The Role of Uric Acid in Acute Kidney Injury.

Studies have demonstrated the presence of a strong association between serum uric acid (SUA) and acute kidney injury (AKI) consistently across several disease models. Exposure to SUA at different time periods and concentrations has reliably resulted in AKI whether assessed by conventional or novel biomarkers or by kinetic estimated glomerular filtration rate (KeGFR) engineered for non-steady dynamic states. In experimental models, moderate hyperuricemia was associated with an absence of intrarenal crystals, manifestation of tubular injury, macrophage infiltration, and increased expression of inflammatory mediators that were attenuated with uric acid lowering therapy with rasburicase, a recombinant urate oxidase.

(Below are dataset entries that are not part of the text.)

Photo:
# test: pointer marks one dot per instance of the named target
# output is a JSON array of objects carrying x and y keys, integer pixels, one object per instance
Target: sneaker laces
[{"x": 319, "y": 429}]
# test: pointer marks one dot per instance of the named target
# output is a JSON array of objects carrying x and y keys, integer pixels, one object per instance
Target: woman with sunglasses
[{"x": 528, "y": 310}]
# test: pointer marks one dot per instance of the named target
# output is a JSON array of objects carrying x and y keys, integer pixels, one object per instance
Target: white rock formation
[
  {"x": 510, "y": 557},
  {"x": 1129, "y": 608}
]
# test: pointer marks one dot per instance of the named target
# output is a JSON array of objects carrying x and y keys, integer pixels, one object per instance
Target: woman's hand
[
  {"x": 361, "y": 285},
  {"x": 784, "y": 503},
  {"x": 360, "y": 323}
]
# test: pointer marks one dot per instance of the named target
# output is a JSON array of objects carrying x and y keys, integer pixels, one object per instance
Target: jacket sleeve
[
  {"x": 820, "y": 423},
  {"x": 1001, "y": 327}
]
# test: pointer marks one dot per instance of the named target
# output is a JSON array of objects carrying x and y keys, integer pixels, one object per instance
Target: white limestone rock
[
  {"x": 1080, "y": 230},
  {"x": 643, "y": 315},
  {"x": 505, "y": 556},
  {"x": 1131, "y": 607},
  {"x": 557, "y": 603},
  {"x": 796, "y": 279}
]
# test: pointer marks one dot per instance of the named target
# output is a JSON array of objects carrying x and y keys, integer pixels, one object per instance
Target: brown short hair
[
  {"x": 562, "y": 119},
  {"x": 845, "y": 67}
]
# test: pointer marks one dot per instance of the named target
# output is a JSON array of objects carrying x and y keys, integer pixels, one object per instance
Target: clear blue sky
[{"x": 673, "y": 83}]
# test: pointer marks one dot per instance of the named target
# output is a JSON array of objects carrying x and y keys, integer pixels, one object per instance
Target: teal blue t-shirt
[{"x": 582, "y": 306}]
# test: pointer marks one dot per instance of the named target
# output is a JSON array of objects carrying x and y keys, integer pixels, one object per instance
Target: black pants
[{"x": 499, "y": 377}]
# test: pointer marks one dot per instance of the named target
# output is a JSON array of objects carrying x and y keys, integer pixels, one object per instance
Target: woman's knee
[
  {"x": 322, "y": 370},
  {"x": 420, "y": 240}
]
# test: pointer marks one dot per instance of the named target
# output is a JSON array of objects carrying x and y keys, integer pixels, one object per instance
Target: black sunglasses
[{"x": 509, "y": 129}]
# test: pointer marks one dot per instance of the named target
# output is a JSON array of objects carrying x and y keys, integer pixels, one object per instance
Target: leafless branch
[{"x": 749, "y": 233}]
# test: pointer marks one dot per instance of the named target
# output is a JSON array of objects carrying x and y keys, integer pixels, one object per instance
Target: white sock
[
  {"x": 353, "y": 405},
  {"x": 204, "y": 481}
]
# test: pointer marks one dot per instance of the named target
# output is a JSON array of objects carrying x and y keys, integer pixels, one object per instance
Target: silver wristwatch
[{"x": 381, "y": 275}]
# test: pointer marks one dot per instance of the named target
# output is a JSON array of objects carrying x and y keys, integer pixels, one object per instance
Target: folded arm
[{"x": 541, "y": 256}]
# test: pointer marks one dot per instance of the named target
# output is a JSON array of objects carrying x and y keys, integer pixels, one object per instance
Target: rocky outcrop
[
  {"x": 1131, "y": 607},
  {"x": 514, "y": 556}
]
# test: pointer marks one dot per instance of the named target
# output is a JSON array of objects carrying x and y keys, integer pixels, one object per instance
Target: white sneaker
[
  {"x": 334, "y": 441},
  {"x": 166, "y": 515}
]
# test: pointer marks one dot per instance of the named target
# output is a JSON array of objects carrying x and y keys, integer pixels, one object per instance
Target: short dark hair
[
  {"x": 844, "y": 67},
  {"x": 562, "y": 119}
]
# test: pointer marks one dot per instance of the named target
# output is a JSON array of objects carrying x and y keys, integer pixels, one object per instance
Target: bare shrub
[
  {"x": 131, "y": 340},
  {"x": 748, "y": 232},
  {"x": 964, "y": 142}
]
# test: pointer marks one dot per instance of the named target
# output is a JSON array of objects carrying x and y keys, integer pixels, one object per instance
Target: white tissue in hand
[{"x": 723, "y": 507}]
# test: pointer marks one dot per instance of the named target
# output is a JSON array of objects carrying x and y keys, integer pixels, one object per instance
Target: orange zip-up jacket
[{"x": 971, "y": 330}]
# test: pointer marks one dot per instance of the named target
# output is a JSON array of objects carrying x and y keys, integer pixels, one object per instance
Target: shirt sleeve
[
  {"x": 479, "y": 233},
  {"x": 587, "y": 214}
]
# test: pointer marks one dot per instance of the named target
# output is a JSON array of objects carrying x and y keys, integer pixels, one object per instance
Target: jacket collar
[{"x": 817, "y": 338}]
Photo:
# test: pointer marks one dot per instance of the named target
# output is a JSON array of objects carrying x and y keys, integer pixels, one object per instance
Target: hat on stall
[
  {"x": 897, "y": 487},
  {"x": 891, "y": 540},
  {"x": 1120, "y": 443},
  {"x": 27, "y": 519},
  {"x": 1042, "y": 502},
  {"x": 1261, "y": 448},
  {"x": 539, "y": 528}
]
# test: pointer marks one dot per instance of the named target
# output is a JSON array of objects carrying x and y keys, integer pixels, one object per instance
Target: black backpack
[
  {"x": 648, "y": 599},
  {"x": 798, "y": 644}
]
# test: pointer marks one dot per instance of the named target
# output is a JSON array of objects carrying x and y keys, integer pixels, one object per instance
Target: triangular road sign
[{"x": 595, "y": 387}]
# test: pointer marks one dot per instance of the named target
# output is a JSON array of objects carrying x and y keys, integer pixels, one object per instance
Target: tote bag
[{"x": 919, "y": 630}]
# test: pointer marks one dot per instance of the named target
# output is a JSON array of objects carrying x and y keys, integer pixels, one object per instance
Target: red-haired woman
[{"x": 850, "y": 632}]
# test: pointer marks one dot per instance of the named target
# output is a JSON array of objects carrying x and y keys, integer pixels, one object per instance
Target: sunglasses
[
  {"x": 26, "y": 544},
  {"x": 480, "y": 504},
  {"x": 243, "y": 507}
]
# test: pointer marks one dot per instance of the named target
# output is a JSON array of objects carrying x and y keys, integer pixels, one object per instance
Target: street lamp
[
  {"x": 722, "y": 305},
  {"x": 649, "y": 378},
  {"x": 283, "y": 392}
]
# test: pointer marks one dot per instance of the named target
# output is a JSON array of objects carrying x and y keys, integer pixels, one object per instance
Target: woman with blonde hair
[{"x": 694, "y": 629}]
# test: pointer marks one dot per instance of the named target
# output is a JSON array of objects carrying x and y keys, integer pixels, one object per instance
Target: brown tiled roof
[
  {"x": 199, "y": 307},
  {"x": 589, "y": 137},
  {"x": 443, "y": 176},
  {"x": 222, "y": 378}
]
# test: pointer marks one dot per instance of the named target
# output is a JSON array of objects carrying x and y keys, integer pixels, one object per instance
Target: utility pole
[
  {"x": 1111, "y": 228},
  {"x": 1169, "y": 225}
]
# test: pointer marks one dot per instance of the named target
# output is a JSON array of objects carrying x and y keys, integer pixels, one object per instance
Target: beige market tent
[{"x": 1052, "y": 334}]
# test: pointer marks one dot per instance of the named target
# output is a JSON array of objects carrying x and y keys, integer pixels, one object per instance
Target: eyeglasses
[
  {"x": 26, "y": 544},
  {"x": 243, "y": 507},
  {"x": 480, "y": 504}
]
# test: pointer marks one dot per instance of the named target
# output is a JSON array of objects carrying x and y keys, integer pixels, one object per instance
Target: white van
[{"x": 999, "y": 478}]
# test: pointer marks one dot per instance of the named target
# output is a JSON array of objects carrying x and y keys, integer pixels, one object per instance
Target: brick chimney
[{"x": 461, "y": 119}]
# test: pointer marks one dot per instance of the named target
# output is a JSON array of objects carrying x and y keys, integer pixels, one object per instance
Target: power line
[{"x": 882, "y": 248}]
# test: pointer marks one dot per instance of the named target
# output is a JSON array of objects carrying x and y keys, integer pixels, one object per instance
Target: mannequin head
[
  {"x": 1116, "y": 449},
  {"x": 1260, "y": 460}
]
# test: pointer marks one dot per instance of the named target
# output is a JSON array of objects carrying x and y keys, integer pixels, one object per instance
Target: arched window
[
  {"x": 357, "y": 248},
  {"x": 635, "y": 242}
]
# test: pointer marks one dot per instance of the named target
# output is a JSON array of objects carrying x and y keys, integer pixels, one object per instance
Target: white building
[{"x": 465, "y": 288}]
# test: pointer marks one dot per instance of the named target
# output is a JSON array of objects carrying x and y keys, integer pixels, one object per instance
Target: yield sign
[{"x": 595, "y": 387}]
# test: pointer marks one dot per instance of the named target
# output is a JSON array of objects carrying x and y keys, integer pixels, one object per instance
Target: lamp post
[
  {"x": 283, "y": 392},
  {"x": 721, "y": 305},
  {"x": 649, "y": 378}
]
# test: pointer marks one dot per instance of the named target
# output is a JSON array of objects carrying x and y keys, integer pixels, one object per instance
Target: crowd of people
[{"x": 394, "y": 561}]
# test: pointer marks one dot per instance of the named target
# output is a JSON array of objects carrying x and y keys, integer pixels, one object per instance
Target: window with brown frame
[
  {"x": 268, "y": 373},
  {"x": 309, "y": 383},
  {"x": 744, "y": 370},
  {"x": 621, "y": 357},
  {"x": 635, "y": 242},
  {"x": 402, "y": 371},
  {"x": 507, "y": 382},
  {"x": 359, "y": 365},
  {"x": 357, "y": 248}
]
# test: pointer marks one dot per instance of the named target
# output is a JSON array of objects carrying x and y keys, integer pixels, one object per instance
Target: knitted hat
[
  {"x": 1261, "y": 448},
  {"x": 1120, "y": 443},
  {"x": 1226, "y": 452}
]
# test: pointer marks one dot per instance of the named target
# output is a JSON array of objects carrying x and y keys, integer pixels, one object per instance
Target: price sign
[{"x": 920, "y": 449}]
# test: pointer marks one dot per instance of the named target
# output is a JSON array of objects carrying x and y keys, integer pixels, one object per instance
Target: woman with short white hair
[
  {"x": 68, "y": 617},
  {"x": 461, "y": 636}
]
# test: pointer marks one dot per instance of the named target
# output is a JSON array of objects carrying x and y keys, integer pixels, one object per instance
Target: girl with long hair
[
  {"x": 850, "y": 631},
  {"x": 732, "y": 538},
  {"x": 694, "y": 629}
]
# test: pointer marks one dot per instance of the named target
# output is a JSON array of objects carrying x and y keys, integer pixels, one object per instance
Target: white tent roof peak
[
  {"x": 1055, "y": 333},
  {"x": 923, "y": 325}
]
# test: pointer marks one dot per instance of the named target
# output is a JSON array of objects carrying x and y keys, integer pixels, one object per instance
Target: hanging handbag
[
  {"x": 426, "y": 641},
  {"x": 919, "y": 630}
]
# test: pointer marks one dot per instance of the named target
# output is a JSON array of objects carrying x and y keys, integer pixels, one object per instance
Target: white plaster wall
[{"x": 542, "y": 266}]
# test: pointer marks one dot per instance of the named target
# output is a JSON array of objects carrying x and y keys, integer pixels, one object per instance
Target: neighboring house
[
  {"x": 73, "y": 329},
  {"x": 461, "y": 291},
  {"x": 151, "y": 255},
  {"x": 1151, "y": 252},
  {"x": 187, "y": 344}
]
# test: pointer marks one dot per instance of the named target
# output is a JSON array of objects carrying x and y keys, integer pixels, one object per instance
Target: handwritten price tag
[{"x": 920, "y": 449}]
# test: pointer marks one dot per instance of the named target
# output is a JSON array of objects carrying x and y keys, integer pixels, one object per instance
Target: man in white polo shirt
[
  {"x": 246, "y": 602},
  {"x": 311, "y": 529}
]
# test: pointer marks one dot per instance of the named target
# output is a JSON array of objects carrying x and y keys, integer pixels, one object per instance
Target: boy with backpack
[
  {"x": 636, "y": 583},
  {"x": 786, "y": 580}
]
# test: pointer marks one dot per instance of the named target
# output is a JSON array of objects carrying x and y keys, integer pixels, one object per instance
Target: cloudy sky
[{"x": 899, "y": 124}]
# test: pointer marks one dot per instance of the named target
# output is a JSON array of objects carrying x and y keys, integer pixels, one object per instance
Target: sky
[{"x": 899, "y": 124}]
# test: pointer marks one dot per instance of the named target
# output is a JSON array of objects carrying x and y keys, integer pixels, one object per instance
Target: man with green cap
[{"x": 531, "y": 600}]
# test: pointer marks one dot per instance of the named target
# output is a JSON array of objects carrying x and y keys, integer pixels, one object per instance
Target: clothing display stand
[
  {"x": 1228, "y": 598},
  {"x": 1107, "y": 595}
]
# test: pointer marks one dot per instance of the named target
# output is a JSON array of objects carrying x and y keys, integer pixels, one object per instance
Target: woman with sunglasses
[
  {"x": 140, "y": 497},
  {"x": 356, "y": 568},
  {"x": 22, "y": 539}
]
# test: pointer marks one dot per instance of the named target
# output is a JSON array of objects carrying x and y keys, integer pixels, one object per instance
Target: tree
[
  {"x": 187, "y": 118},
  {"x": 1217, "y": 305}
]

In a pilot clinical trial, treatment with rasburicase was associated with a decreased incidence of AKI and evidence for less renal structural injury. Lowering SUA also improved KeGFR and estimated glomerular filtration rate in 2 separate studies. SUA has also been linked to diabetic nephropathy, hypertension, cardiovascular disease, chronic kidney disease, metabolic syndrome, and their mechanisms of action share many common traits. In this article, we explore the evidence for the causal role of SUA in AKI using Bradford Hill criteria as a guideline with data integration from related fields.